This workshop will investigate the vision of "empowering the less-included with digital innovation". It will present the theoretical framework and provisional results of prior research that examined the digital transformation of knowledge economies and the consequent outcome of sustainable development. The derived theoretical framework was tested using a Data Mining and Knowledge Discovery approach known as CRISP-DM. First, a semi-Structured Literature Review (SLR) led to the formulation of a Digital Literacy Maturity Model. The model allowed the selection of indicators and outcomes of sustainable development. Next, drawing from secondary data sources, panel data from 100+ countries covering as many key indicators for a 10-year period was mined. Unsurprisingly, provisional results did not reveal factors contributing to digital inclusion as a source of growth and development. Nor how. Further research in the form of narratives (eg Soft Systems Methodology, Design Science Research, Sense Making) is required for deeper knowledge discovery and insights. This workshop will discuss and formulate such a research agenda.
This workshop seeks to bring together a community of scholars and policy analysts in sharing common understanding, insights and aspirations around the notion of digital inclusion. Could the vision of "empowering the less-included with digital innovation” in order to create a “level playing” digital eco-system lead to effective policies for the digital transformation of knowledge economies and the consequent outcome of equitable, sustainable development?
The half-day session will comprise the following sequence of 50-min activities interspersed with 10-min networking breaks:
1) Overview by workshop facilitator of the research background (deck of slides to be shared apriori)
2) Break-out discussions on questions such as (tentative, to be discussed at workshop): How do digital inclusion and participation create conditions for sustainable development? Are digital eco-systems effective knowledge platforms? How are “smart cities” (for example) effective means of digital transformations? Revisiting conventional models of indicators, moderators and outcomes, how can the research agenda go forward? What are narratives (use cases?) for best-practices and lessons-learnt that may be constructed from deeper sense-making? So, what are “effective policy-strategy interventions”?
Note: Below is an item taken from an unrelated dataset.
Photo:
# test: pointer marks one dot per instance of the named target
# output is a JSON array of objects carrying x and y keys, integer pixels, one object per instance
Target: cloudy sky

3) Developing a shared research agenda: Paraphrasing Alan Turing - We may not have seen ahead quite so clearly but with the tools and techniques we have, there’s plenty that can be done. The workshop will conclude with a deep dive of what may be done and a commitment from participants in sharing resources and expertise in putting together grant proposals towards this end.
This workshop is targeted at scholars and policy analysts interested in the notion of creating conditions for digital inclusion in order to promote “level-playing” eco-systems for growth and development. Besides serving as a platform for the sharing of knowledge and experience among participants, the intended outcome of the workshop is a research agenda that would serve as a grant proposal for funding.